1. Credit Counseling. A debtor is required to take a credit counseling class prior to filing a Chapter 7. These classes normally take one to two hours, and can cost anywhere from $5.00 to $50.00. Importantly, the debtor who completes the class receives a certificate of completion which must be filed along with petition. A debtor can seek an exemption from this requirement by obtaining a court determination that taking such a class was not possible due to extenuating circumstances, or that it was unavailable within 5 days of debtor’s request for the service. As a practical matter, most debtors take the class on-line, so receiving the certificate prior to filing should not be an issue.

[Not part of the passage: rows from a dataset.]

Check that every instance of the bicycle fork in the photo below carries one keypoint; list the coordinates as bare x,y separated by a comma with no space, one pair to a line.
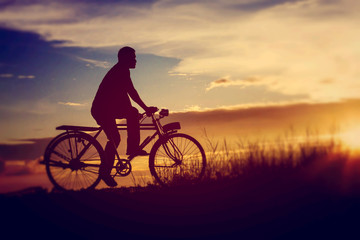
176,154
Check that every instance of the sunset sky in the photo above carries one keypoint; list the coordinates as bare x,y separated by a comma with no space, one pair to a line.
192,56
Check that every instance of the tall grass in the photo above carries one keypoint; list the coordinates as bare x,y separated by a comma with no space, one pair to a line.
284,154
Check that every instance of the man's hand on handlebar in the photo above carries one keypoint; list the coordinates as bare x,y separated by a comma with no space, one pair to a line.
151,110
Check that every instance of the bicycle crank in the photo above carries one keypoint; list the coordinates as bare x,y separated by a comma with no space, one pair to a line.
123,167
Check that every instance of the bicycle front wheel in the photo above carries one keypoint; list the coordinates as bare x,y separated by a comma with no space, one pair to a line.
177,159
72,162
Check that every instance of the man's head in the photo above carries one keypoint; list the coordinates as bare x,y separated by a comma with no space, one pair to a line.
127,57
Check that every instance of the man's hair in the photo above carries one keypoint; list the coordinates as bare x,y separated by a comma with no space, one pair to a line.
124,53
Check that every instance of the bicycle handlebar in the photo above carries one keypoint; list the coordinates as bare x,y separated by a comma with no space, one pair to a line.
162,112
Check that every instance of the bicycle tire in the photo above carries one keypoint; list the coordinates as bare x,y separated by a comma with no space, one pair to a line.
63,173
185,149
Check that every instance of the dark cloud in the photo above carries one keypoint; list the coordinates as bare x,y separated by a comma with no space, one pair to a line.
221,81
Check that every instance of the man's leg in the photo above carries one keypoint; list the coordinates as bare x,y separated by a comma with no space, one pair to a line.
113,136
133,130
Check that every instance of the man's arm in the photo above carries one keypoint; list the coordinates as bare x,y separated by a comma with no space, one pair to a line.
135,96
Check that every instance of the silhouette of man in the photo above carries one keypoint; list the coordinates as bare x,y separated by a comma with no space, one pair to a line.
112,102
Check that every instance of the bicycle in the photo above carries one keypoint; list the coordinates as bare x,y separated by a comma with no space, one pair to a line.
72,158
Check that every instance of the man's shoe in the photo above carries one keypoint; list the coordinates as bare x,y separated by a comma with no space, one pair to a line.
109,180
138,153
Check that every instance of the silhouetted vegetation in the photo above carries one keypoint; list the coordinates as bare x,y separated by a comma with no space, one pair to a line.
284,189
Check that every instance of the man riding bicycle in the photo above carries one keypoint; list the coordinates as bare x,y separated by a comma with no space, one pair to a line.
112,102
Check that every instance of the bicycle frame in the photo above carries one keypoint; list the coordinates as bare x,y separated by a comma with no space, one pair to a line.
155,125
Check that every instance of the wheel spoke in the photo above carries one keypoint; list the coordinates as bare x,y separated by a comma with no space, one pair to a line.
184,148
66,168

2. Bank Statements and Tax Returns. Debtors are required to provide the Chapter 7 Trustee with a copy of their most recently filed federal income tax return seven days prior to the creditor’s meeting. In practice, it is usually acceptable to bring this document to the meeting of creditors. In addition, the debtor must also provide the trustee with a copy of all bank statements for accounts that were open as of filing, so that the trustee can verify the accuracy of information on the petition.
3. Verify all information on the petition and related documents. Bankruptcy is a stressful time for debtors, which can cause some debtors to forget about assets or liabilities. It is always good practice to review the petition line by line with the debtor prior to filing. Amendments to the petition and related documents are liberally allowed, but it’s best to get all the information on the documents correctly prior to filing.
4. Fee waiver. If the debtor’s income is less that 150% percent of the general poverty guidelines based upon location and household size, the debtor may be able to obtain a waiver of the filing fee.
5. Cross-check for bank accounts. If the debtor owes an unsecured debt to the financial institution where he maintains his checking and savings account, that bank may freeze the account and apply to proceeds to the unsecured liabilities. Always double-check that the debtor is banking with an institution to which he owes no unsecured debt.
6. Disclosures. If a debtor has less than $175,000.00 in non-exempt assets (which covers most consumer bankruptcies), then the debtor becomes an assisted person and the attorney who represents him or her becomes a debt relief agency. As such, attorneys are subject to restrictions and disclosure requirements under § 526, 527 and 528. Failure to abide by these code sections opens the attorney up to sanctions, including disgorgement of fees.
7. Engagement letter. It’s always good practice to have a fully-executed engagement letter with the client prior to filing. This practice ensures that both the client and attorney are clear as to which services the attorney is providing, and how much the client is paying for these services.